Published online by Cambridge University Press: 12 December 2020
The chapters in this volume were first presented at a joint IIAS-ISEAS international conference entitled Asia-Europe Encounters: Intellectual and cultural exchanges 1900-1950, which was held at the Museum of Asian Civilizations in Singapore. The conference attracted a particularly interesting mix of scholars – junior and senior academics, from universities across the globe, whose research covered the length and breadth of Europe and Asia. The present collection of essays builds on the results of this conference. The editors hope to have succeeded in maintaining the diversity that made the conference so dynamic. This volume therefore contains chapters by leading researchers in the field as well as early-career scholars, and covers a range of countries from India and Sri Lanka to China, Japan, Russia, Uzbekistan, Germany, and France.
The conference had been convened to explore the intellectual and cultural flows between Asia and Europe that occurred during, and were formative of, the political and social changes over the first half of the twentieth century. As the original call for papers stated, the first half of the twentieth century saw some of the most intense political and social changes experienced thus far in world history. Shiraishi Takashi's coinage of the 1910s and 1920s as an ‘age in motion’ in Southeast Asia might be extended as a reference to Asia-Europe relations during the half-century more generally. It was an age in which high imperialism began to unravel and global power shifted. The period around 1950 marked the ending of one age of Asia-Europe interactions and the beginning of another.
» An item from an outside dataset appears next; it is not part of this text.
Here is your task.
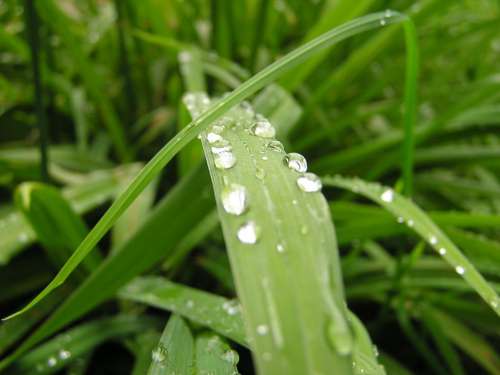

This volume explores the intellectual and cultural flows between Asia and Europe during the momentous political and social changes of the first half of the twentieth century. More specifically, it situates those flows in a context of an increased mobility of artists, writers, educators, and missionaries, as well as an increasingly global consciousness among those who worked or wrote from home. While cultural and intellectual exchange in the larger area of Eurasia was by no means a new phenomenon, it was in the first half of the twentieth century that these interactions were marked by an unprecedented increase in transnational traffic and in the development of cosmopolitan subjects, resulting in new collocations of ideas and cross-cultural influences.